Does anyone know what the default reference group is in a Pyspark multinomial logistic regression. For instance, we have multiclass outcomes/target of A, B, C, and D
.
How does spark choose the reference category? In standard logistic regression in other software (e.g. R
, SAS
) you can set the reference group yourself. So if your reference is A
, you get n-1
models fitted together and having the target classes modeled as A vs B, A vs C, and A vs D
.
You want to control this process because if an outcome with a low number of values (small sample of observation) is set as a reference the estimates are going to be unstable.
Here is the link to the multinomial logistic regression model in pyspark. Here the outcome classes are 0, 1, 2 but no clarity on what the reference is. I am assuming it may be zero but not sure of that.
I believe that by default, it does not by use a reference group. This is why, if you run the snip from your link, you find non-zero values for all intercepts.

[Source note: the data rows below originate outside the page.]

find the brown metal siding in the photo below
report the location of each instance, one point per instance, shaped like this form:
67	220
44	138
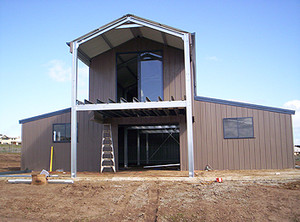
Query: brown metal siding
37	140
102	81
271	147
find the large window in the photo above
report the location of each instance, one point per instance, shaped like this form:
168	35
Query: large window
140	75
62	132
151	73
238	128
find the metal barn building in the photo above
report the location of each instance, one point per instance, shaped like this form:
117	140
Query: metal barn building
142	84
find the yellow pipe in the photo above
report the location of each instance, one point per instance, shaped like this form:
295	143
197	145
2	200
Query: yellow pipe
51	158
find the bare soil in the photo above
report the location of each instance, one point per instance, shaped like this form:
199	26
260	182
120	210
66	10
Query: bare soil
10	161
157	196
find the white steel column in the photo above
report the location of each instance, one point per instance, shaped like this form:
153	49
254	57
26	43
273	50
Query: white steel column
189	114
147	148
125	147
74	111
138	148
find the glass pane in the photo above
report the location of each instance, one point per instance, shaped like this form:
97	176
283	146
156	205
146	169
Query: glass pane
151	76
68	132
230	128
245	127
59	132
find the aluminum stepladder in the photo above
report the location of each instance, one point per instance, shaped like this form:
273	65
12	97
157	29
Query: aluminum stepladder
107	149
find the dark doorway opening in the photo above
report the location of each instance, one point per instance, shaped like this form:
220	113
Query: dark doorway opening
148	146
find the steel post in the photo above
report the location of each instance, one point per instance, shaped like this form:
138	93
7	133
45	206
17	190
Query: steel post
74	111
189	114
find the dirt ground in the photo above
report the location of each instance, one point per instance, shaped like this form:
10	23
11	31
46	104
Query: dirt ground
157	196
10	161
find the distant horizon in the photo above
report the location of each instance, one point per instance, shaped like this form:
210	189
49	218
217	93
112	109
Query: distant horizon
245	51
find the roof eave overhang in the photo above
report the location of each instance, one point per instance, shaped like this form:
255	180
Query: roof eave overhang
116	24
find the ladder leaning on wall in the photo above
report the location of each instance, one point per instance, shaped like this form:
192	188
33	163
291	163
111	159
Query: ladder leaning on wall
107	149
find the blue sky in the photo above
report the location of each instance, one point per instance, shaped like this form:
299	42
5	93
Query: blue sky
246	50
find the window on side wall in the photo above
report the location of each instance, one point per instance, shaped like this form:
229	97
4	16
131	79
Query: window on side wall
238	128
61	133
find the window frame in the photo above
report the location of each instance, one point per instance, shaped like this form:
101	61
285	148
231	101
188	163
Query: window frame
238	131
62	141
161	51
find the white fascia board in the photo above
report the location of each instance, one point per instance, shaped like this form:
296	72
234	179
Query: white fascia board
103	31
126	106
127	26
156	27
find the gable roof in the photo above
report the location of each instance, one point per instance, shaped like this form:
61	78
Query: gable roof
122	30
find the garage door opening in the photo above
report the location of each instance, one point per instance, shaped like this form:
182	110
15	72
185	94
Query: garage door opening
148	146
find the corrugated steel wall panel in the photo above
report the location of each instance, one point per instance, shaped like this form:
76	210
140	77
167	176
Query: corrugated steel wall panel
271	147
102	81
37	140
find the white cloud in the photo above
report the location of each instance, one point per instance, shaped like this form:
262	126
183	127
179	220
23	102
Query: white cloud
295	105
60	72
212	58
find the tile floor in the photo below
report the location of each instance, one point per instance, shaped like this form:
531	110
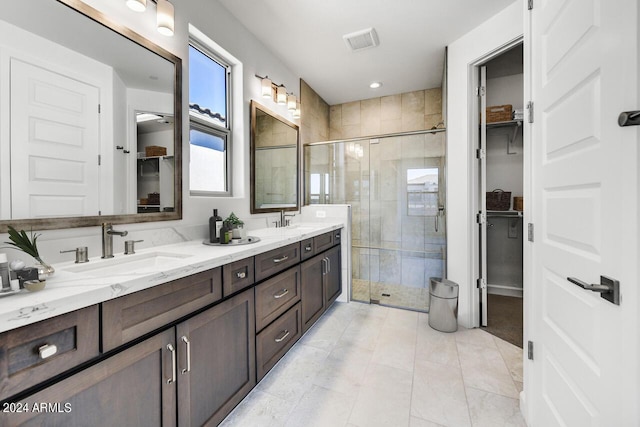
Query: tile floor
367	365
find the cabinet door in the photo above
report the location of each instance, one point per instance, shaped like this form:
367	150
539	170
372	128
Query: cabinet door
312	293
333	278
131	388
216	354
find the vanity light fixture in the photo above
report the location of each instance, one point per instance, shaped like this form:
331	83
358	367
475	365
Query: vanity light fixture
281	95
291	102
165	14
165	18
137	5
278	93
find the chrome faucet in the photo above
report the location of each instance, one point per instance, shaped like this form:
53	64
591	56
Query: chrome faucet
107	239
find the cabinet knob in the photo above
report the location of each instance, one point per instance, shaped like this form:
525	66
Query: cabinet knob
284	335
281	294
47	350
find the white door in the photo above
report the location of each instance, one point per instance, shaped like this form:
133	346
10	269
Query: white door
584	63
54	144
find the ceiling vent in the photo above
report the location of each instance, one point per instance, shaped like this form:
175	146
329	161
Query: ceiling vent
363	39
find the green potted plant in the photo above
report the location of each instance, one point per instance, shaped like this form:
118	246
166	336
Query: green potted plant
236	224
29	245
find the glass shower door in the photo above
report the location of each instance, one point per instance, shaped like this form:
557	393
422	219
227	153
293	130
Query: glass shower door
395	186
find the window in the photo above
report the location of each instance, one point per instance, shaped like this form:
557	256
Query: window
209	127
422	192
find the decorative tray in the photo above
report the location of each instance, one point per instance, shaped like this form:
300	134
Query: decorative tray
234	242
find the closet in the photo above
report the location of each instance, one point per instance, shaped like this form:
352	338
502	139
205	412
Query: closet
501	194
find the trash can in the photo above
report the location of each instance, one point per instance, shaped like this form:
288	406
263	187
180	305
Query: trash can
443	304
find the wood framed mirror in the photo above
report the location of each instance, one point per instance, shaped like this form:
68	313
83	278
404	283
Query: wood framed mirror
94	119
275	144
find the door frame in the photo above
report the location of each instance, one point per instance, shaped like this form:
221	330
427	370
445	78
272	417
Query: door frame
474	176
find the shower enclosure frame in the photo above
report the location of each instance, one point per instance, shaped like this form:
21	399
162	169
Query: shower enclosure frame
364	147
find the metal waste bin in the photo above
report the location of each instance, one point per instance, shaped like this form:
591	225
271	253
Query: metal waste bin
443	304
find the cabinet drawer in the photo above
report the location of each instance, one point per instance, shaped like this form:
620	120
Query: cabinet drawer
306	248
131	316
323	242
276	339
237	276
276	295
72	339
277	260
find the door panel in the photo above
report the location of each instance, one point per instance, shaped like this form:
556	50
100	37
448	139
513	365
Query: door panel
54	144
585	209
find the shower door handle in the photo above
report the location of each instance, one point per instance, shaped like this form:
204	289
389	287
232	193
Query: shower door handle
440	212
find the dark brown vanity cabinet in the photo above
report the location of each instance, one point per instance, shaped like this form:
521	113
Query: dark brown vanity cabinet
183	353
135	387
215	360
321	278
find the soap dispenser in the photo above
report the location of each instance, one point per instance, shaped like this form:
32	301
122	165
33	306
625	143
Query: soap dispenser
215	224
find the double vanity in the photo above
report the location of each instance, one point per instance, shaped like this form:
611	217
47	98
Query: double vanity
177	334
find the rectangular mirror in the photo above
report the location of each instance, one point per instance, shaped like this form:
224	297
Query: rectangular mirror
274	161
91	132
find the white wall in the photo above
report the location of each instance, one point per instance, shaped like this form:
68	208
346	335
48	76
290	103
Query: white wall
221	27
462	54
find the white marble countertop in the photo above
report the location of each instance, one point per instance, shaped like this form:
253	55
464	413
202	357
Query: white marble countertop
67	291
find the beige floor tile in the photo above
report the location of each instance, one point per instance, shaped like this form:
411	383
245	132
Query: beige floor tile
492	410
475	336
419	422
513	358
321	407
439	395
368	365
259	409
484	368
379	407
435	346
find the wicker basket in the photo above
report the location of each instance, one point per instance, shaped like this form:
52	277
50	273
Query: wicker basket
499	113
153	198
155	150
498	200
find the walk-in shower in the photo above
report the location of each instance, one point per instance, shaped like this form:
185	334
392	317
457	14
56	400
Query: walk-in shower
396	187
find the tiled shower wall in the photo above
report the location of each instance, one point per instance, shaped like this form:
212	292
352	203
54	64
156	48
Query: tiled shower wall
405	112
388	245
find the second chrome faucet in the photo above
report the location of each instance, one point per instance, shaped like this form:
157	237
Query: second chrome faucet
107	239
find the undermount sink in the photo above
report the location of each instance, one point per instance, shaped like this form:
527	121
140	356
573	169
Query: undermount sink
129	264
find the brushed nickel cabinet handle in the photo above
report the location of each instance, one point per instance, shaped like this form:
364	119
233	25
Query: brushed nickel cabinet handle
281	294
285	334
47	350
188	344
172	349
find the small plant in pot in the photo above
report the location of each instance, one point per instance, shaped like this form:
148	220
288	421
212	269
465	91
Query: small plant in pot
29	245
236	225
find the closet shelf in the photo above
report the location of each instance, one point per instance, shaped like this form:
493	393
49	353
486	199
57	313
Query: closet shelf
504	214
516	124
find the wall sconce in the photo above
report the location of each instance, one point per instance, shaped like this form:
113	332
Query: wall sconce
291	102
278	93
165	15
281	95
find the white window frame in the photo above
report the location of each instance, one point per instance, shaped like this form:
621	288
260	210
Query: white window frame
215	53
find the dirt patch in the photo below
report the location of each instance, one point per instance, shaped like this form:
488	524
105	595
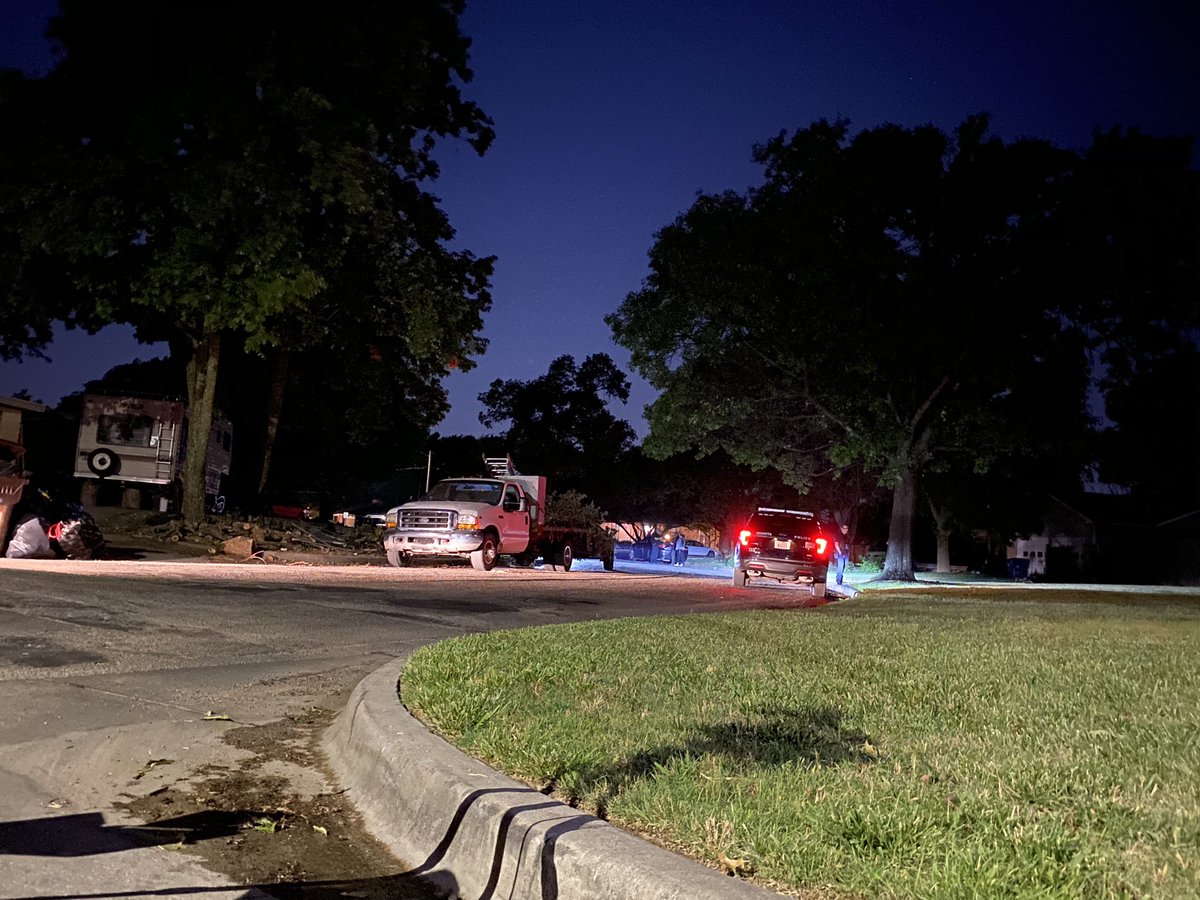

From the scala source: https://github.com/apache/spark/blob/master/mllib/src/main/scala/org/apache/spark/ml/optim/aggregator/LogisticAggregator.scala
- Note that there is a difference between multinomial (softmax) and binary loss. The binary case
- uses one outcome class as a "pivot" and regresses the other class against the pivot. In the
- multinomial case, the softmax loss function is used to model each class probability
- independently. Using softmax loss produces
K
sets of coefficients, while using a pivot class- produces
K - 1
sets of coefficients (a single coefficient vector in the binary case). In the- binary case, we can say that the coefficients are shared between the positive and negative
- classes...
It goes on to talk about how coefficients are not generally identifiable (which is why one would pick a reference label), but that when the regularization is applied the coefficients do become identifiable.